DeLeon broke in sensationally with the Pirates in 1983. The 6-foot-3 Dominican used a sizzling fastball and a puzzling forkball to average 9.3 strikeouts per nine innings and he posted a 7-3 record and 2.83 ERA after being called up from Hawaii July 20. In 15 starts, he twice carried no-hitters into the seventh and he held the Mets hitless for 8 innings before settling for a no-decision.

DeLeon struggled through a 7-13 sophomore season before bottoming out in 1985. Incredibly, he took a 2-18 mark into the final weeks of the season and he has been banished to the Pirate bullpen for the rest of the year.

“Right now, Jose doesn’t have the fight to be a big-league pitcher,” admits Jackson. “You’ve gotta be pretty mean out there on the mound. He throws just as hard as Gooden and his forkball is unhittable, although he doesn’t have Gooden’s curve. All of his problems are upstairs. Until we can unlock that box and found out what the problem is, it’s gonna be like it is now for him.

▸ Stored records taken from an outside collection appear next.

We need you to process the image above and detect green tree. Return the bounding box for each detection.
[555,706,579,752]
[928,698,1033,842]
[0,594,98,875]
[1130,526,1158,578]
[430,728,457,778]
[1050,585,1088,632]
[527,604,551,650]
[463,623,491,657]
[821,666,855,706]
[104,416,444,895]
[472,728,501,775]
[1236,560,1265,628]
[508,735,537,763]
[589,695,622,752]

“I also used to walk a lot of people when I came up to the big leagues,” says the former relief pitcher for the Orioles and Pirates. “Until I decided to challenge people, I wasn’t successful.”

If misery loves company, DeLeon must be ecstatic. This season can’t end soon enough for other underachievers like Baltimore’s Mike Boddicker, Mark Langston of Seattle, Oakland’s Dwayne Murphy, George Wright of Texas, Chicago’s Floyd Bannister, Bud Black of Kansas City and Ed Whitson of the New York Yankees.

“There’s a possible chance he was tipping his pitches this season to certain ballclubs,” says Baltimore Manager Earl Weaver about Boddicker, his staff ace who has pitched like a joker for much of ’85. “Anytime a guy has a bad year, you never stop looking for the reasons why. But Mike’s the type of guy you definitely expect to bounce back next year. He’s maintained a good attitude and it’s not that unusual for good pitchers to have an off year. Look at Joaquin Andujar (6-16 in 1983) two years ago.”

Boddicker, 36-19 in his first two full seasons with the Orioles, had a 12-17 mark and 4.07 ERA through 32 starts this year. The American League’s only 20-game winner in 1984 allowed 227 hits in his first 203 innings and Weaver won’t offer any alibis for his 28-year-old right-hander.

“He’s pitched two shutouts and has lost two shutouts in the ninth,” says Weaver, “so there’s no doubt he’s thrown some excellent ballgames for us. We have scored enough runs for Mike, not as much as some of our other pitchers have gotten, but enough so it’s not a big factor in his record.”

Langston won 17 games for Seattle last year but the 25-year-old southpaw is flunking his sophomore season. Despite pitching for an improved club, Langston was 7-13 with a 5.14 ERA through 23 starts. After leading the AL in strikeouts last season (204 in 225 innings), Langston has lost the zip on his fastball, with just 68 strikeouts.